These quick points have stuck in my mind after a morning soaking up new research information on digital inclusion of seniors and other marginalised groups. Summaries came from the Department of Internal Affairs (DIA), Auckland University of Technology (AUT), University of Victoria (VUW), The Association of Retirement Villages, and others. It was a fascinating morning.
- The government Blueprint for Digital Inclusion is a valuable document (my opinion) but it was based on old data. Much research is now underway or completed.
- Digital inclusion leaps in the group 75 years and older: people who didn’t use computers for most of their working life (DIA)
- Younger people are more susceptible to scams than older people (VUW)
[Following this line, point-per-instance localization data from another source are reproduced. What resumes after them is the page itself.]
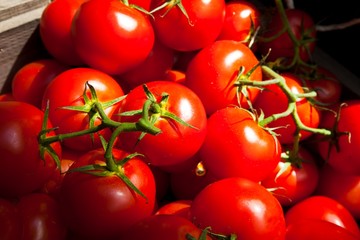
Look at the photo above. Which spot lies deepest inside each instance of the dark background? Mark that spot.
(343, 45)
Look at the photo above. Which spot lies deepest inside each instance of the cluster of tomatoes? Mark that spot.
(186, 119)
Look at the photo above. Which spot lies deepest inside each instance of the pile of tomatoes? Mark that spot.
(187, 119)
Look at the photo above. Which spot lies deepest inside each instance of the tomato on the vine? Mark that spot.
(235, 155)
(23, 170)
(213, 74)
(239, 206)
(101, 207)
(111, 36)
(67, 90)
(172, 149)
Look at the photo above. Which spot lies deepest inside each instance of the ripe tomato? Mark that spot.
(55, 30)
(30, 81)
(242, 18)
(212, 74)
(246, 209)
(111, 36)
(294, 179)
(344, 156)
(343, 187)
(233, 155)
(314, 229)
(322, 208)
(101, 207)
(33, 216)
(163, 227)
(22, 168)
(273, 100)
(172, 149)
(198, 28)
(302, 27)
(67, 89)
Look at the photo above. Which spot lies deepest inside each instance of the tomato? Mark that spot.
(163, 227)
(189, 182)
(199, 27)
(154, 67)
(101, 207)
(294, 179)
(33, 216)
(232, 156)
(273, 100)
(322, 208)
(239, 206)
(172, 149)
(30, 81)
(67, 89)
(242, 18)
(112, 36)
(176, 207)
(212, 74)
(301, 26)
(22, 168)
(55, 30)
(344, 156)
(343, 187)
(314, 229)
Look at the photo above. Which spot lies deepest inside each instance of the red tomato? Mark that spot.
(111, 36)
(30, 81)
(343, 187)
(154, 67)
(55, 30)
(233, 156)
(314, 229)
(163, 227)
(301, 26)
(102, 207)
(273, 100)
(172, 149)
(67, 89)
(322, 208)
(177, 207)
(212, 74)
(239, 206)
(22, 168)
(199, 27)
(344, 156)
(294, 179)
(242, 18)
(33, 216)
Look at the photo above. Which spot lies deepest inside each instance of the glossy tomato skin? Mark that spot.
(163, 227)
(115, 39)
(212, 74)
(346, 158)
(33, 216)
(323, 208)
(246, 209)
(296, 181)
(23, 170)
(343, 187)
(273, 100)
(234, 156)
(303, 28)
(102, 207)
(201, 28)
(314, 229)
(172, 149)
(55, 30)
(67, 90)
(241, 19)
(30, 81)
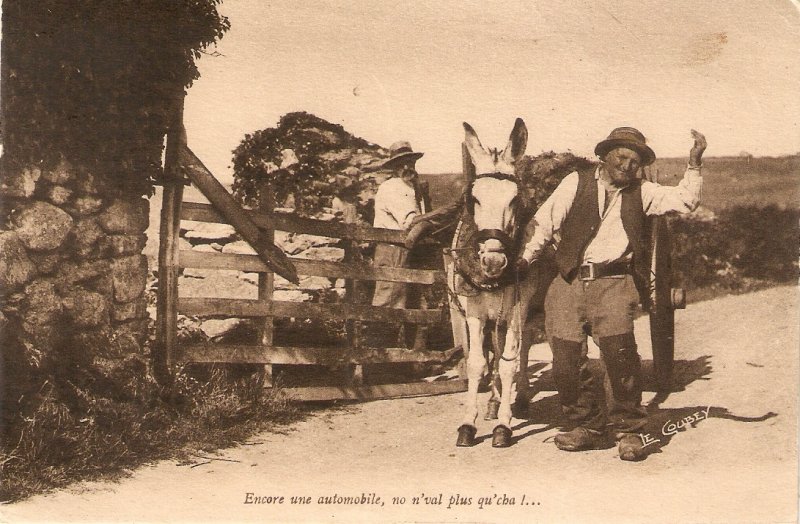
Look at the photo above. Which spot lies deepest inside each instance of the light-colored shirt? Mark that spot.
(610, 243)
(396, 205)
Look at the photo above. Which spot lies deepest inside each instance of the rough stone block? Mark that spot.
(86, 231)
(126, 216)
(61, 174)
(59, 195)
(87, 205)
(129, 336)
(16, 268)
(136, 309)
(42, 303)
(129, 276)
(48, 262)
(73, 272)
(87, 308)
(118, 245)
(22, 183)
(42, 226)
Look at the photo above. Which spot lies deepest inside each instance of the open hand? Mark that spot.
(700, 144)
(521, 266)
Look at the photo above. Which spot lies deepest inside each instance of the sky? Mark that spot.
(572, 69)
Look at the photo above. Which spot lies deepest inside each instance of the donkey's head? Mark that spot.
(494, 197)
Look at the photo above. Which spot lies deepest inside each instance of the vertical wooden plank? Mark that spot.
(352, 253)
(458, 321)
(169, 230)
(266, 281)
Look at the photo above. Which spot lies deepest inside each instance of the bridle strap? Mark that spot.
(496, 234)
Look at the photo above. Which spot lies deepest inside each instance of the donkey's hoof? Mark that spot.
(466, 436)
(519, 409)
(501, 437)
(492, 407)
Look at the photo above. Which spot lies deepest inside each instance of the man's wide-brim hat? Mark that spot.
(630, 138)
(400, 152)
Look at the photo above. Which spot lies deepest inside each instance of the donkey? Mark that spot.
(488, 287)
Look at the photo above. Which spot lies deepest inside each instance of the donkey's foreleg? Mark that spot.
(509, 363)
(476, 363)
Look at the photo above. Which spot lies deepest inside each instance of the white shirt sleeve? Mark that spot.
(683, 198)
(397, 201)
(551, 216)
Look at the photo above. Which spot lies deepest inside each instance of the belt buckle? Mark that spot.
(586, 272)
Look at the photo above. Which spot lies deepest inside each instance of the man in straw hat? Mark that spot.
(397, 202)
(598, 215)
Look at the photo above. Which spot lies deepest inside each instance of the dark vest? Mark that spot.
(583, 221)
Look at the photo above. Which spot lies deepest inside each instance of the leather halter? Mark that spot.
(510, 242)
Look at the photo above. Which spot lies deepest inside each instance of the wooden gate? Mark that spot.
(258, 227)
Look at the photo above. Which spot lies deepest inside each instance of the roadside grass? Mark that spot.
(55, 442)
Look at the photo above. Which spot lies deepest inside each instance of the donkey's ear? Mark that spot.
(517, 142)
(474, 145)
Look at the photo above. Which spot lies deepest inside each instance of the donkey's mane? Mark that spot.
(542, 173)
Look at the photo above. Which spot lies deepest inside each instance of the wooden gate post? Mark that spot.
(353, 328)
(169, 231)
(266, 281)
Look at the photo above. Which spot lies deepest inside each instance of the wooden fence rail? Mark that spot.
(258, 228)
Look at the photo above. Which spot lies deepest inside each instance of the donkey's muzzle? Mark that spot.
(493, 259)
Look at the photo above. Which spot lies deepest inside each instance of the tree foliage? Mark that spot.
(323, 150)
(93, 81)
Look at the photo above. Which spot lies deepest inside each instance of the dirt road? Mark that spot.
(396, 460)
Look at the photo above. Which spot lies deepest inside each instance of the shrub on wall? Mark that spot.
(93, 81)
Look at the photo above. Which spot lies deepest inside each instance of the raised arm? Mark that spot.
(685, 197)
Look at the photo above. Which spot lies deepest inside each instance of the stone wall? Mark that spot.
(72, 272)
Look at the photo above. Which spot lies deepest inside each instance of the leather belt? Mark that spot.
(592, 271)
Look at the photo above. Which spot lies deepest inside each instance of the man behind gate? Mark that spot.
(597, 216)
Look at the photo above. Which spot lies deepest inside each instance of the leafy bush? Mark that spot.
(741, 245)
(94, 81)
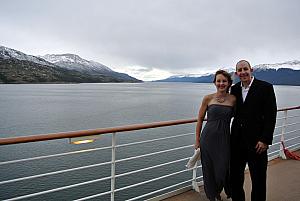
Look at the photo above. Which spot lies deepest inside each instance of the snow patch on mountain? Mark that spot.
(8, 53)
(294, 64)
(75, 62)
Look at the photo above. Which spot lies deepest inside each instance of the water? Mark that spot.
(48, 108)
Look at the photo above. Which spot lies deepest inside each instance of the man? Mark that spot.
(251, 132)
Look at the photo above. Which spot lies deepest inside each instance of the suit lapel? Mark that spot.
(239, 93)
(251, 92)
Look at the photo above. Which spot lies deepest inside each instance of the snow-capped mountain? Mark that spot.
(295, 65)
(8, 53)
(18, 67)
(75, 62)
(286, 73)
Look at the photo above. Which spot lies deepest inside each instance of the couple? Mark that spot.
(224, 155)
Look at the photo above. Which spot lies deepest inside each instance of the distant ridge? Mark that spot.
(286, 73)
(18, 67)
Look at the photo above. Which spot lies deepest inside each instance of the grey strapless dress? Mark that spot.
(215, 150)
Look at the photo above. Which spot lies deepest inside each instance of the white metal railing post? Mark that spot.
(113, 167)
(194, 182)
(281, 151)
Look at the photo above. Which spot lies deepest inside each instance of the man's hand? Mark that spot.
(261, 147)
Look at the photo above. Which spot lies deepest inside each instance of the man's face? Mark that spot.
(244, 71)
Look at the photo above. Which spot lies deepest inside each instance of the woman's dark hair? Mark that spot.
(225, 74)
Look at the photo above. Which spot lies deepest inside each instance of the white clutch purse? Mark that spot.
(193, 160)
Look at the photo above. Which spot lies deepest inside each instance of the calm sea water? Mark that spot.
(48, 108)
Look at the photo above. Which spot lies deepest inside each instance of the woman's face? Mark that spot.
(221, 83)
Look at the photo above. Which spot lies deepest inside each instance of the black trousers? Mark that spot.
(242, 154)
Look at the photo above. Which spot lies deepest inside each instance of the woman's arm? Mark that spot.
(201, 116)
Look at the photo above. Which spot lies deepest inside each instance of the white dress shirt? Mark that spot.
(246, 89)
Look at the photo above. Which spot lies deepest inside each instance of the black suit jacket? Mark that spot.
(255, 119)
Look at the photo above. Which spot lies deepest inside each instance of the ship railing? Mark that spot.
(283, 134)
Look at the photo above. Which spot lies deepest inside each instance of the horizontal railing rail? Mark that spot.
(275, 150)
(82, 133)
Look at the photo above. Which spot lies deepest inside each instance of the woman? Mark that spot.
(214, 142)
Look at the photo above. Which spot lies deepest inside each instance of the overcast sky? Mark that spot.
(153, 39)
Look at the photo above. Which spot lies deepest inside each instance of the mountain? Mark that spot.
(286, 73)
(18, 67)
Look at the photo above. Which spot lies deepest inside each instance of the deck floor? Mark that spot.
(283, 183)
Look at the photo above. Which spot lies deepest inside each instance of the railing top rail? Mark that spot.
(289, 108)
(100, 131)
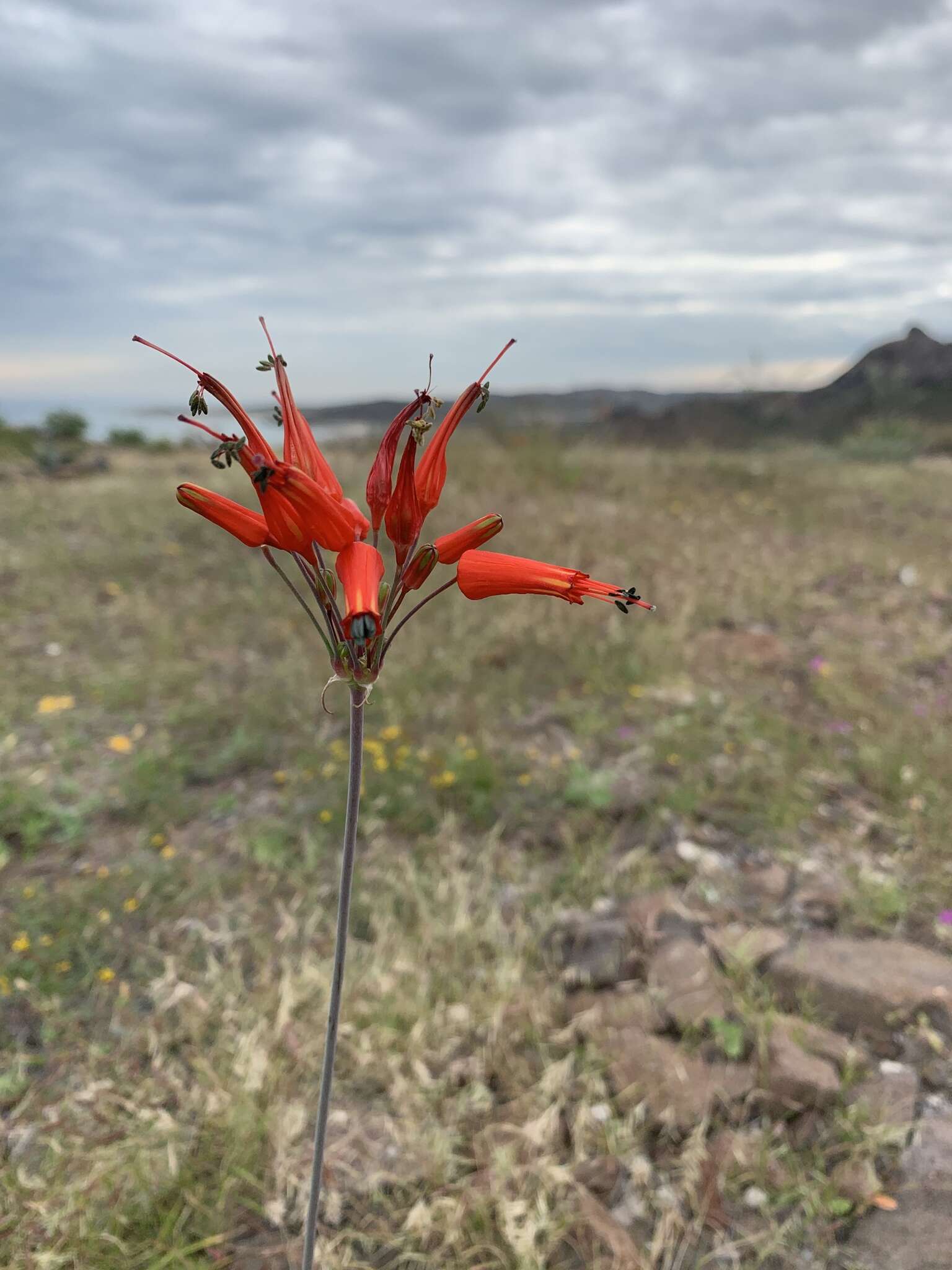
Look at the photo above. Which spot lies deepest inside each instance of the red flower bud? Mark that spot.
(247, 526)
(379, 483)
(419, 569)
(300, 447)
(451, 546)
(404, 517)
(361, 568)
(432, 473)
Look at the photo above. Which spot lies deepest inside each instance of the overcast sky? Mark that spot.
(666, 193)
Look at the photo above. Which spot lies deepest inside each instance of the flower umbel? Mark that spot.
(305, 513)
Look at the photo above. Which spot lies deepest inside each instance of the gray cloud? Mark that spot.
(631, 189)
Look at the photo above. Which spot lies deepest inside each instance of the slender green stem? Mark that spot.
(347, 877)
(298, 596)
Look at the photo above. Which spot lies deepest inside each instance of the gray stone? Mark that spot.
(678, 1089)
(747, 945)
(625, 1006)
(798, 1078)
(591, 949)
(870, 986)
(918, 1235)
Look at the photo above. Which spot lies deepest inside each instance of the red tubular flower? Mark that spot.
(451, 546)
(419, 569)
(432, 473)
(361, 569)
(379, 483)
(362, 526)
(404, 517)
(299, 511)
(248, 527)
(485, 573)
(300, 447)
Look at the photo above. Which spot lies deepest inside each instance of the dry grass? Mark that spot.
(168, 904)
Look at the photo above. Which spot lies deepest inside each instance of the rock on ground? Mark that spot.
(918, 1235)
(867, 986)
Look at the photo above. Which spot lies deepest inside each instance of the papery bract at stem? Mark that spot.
(451, 546)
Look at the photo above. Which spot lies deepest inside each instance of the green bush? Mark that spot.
(886, 438)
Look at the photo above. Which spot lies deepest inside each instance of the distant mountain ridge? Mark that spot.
(910, 366)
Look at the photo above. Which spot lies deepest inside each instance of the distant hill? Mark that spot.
(910, 376)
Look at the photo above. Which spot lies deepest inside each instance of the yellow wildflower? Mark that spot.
(54, 705)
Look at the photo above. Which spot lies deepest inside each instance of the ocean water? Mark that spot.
(159, 422)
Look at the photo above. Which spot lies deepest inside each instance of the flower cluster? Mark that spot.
(305, 513)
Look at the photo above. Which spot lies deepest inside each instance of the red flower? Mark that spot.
(432, 473)
(304, 508)
(485, 573)
(451, 546)
(419, 569)
(300, 447)
(248, 527)
(361, 569)
(379, 483)
(301, 511)
(404, 513)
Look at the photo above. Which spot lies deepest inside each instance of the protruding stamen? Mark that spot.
(496, 358)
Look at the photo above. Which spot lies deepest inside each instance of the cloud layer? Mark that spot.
(643, 193)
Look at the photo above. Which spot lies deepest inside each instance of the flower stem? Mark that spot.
(399, 625)
(347, 876)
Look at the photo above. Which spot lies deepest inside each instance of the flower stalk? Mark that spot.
(304, 513)
(358, 699)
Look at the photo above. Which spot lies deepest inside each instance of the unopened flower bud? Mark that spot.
(419, 569)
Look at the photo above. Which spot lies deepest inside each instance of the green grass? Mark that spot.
(790, 691)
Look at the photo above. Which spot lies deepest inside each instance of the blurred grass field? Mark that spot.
(172, 801)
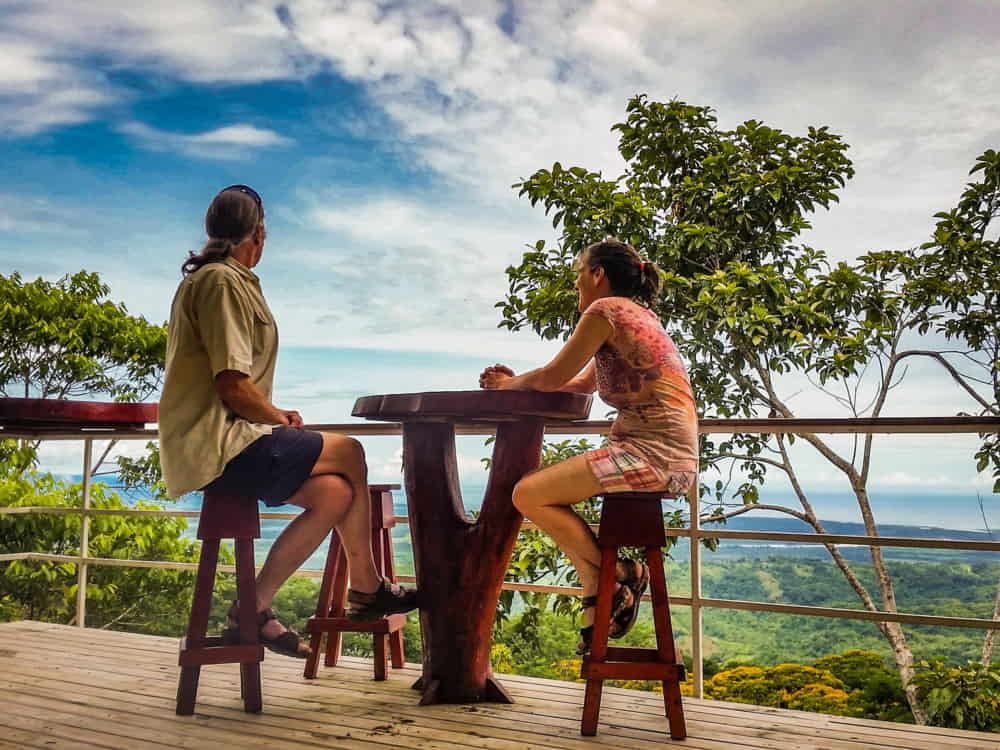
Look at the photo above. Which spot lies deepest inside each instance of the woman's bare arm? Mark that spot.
(590, 334)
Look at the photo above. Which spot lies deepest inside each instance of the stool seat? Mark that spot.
(330, 619)
(633, 519)
(223, 517)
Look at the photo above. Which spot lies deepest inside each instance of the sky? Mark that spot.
(385, 137)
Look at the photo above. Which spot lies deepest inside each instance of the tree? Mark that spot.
(952, 288)
(146, 600)
(68, 340)
(753, 313)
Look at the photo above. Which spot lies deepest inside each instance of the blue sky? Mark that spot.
(384, 138)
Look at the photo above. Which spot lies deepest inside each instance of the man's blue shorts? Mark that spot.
(273, 467)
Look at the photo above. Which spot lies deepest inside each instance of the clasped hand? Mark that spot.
(494, 377)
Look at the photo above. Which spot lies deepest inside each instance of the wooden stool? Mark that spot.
(633, 519)
(223, 517)
(330, 618)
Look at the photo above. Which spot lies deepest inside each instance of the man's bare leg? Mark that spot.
(324, 500)
(345, 456)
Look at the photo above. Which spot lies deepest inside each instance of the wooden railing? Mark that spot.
(695, 533)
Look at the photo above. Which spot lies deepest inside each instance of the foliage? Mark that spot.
(952, 287)
(140, 599)
(752, 311)
(964, 697)
(784, 686)
(65, 339)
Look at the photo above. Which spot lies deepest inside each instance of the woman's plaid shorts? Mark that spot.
(619, 470)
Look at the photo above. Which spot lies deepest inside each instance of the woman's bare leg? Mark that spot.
(545, 497)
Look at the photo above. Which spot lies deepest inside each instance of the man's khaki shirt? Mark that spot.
(218, 321)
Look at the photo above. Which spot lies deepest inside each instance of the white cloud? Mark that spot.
(229, 142)
(37, 92)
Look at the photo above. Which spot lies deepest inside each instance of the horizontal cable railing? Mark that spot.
(695, 532)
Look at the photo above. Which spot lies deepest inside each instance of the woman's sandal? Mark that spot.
(636, 581)
(288, 643)
(388, 599)
(622, 600)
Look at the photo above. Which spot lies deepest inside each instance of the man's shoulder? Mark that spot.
(213, 273)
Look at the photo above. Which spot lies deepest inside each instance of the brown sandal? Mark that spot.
(622, 600)
(636, 581)
(288, 643)
(388, 599)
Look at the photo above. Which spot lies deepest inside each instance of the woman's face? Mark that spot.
(589, 282)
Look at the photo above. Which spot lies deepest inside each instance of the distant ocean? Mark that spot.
(892, 513)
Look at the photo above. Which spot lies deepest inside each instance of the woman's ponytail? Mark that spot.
(629, 275)
(650, 282)
(231, 218)
(215, 250)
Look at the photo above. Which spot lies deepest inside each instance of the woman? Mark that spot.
(653, 444)
(219, 429)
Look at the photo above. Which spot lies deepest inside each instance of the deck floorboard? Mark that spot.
(68, 687)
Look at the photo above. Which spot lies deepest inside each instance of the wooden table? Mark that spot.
(460, 563)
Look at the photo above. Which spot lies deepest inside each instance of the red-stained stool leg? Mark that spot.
(223, 517)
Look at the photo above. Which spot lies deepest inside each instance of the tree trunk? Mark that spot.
(892, 631)
(460, 564)
(991, 634)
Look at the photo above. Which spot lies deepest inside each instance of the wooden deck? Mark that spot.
(67, 687)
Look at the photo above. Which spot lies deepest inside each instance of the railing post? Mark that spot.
(81, 567)
(697, 667)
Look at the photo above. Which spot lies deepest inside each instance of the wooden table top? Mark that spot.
(473, 406)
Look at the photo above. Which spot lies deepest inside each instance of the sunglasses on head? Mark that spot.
(247, 190)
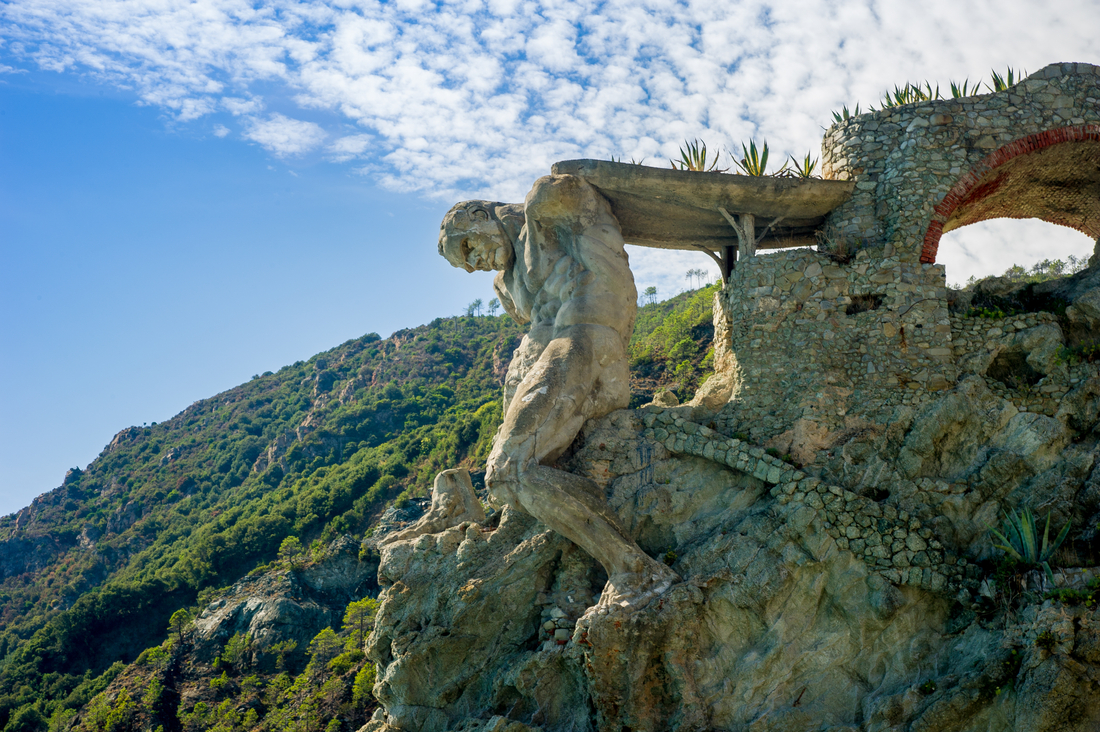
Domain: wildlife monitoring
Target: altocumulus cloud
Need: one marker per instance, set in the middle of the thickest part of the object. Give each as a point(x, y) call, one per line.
point(284, 135)
point(460, 98)
point(477, 96)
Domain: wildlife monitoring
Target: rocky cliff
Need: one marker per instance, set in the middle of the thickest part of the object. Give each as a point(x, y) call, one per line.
point(843, 580)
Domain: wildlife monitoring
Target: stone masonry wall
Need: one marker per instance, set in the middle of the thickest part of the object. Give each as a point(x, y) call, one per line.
point(978, 340)
point(818, 340)
point(914, 164)
point(887, 539)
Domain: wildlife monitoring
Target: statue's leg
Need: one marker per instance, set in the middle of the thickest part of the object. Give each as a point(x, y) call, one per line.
point(576, 378)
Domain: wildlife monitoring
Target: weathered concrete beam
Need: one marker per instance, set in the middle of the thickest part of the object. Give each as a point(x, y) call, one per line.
point(679, 209)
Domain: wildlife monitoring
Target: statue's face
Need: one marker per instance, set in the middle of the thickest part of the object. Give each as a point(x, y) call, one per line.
point(472, 238)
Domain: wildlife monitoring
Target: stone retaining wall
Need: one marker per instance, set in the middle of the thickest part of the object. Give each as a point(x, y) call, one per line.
point(890, 542)
point(816, 339)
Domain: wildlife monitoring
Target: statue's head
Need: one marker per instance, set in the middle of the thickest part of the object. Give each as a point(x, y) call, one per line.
point(473, 238)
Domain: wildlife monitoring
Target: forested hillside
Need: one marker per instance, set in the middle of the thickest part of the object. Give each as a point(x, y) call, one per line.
point(169, 516)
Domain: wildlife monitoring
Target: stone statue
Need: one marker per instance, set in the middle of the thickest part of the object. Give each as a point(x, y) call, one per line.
point(562, 268)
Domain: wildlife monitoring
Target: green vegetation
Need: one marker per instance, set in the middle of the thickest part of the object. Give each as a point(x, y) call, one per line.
point(693, 157)
point(672, 346)
point(172, 512)
point(119, 560)
point(1088, 597)
point(754, 162)
point(916, 93)
point(1046, 641)
point(1040, 272)
point(1020, 539)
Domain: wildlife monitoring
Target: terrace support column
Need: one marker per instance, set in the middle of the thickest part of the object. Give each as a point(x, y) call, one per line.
point(745, 226)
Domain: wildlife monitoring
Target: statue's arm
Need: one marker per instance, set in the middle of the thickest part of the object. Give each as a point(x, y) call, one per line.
point(506, 301)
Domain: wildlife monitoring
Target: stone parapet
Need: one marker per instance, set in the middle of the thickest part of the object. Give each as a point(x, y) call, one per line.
point(926, 167)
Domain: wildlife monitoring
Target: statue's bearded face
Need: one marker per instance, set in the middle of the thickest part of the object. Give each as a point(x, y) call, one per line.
point(471, 238)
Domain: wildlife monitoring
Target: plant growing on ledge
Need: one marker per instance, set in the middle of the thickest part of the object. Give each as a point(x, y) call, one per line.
point(964, 90)
point(845, 115)
point(755, 162)
point(1002, 83)
point(804, 168)
point(1020, 539)
point(694, 159)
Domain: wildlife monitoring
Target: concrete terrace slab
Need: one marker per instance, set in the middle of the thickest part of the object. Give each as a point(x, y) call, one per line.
point(679, 209)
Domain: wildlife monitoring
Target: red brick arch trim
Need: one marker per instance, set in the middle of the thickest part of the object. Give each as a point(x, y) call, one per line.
point(972, 177)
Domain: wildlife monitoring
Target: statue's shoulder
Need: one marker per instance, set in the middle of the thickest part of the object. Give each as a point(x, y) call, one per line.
point(568, 199)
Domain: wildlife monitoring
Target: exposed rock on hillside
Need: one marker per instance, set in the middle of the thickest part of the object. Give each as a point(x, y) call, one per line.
point(274, 608)
point(782, 623)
- For 40% of over-65s, government superannuation is their sole income; 40% have up to $100 extra per week; and 20% have super plus more than $100 per week (Association of Retirement Villages / Price WaterHouse Cooper)
- DIA is researching this key question: How does digital inclusion relate to wellbeing/ waiora? This won’t be a simple answer.
- Among the most excluded from online activities are Pasifica people, the disabled, and those in social housing.
- Professor Miriam Lips of VUW outlined 7 types of senior internet users, what they’re like, and what they need. A report is due to be published next month.
Off I go to Day 1 of NetHui proper, including a keynote speech by Jacinda Adern and a discussion on Digital Inclusion of Seniors and Retirees chaired by Francesca Holibar and me.
It’s seriously cold outside but warm in Te Papa. My brain gets overloaded at a conference so I wandered around the Nature exhibition. Delicious.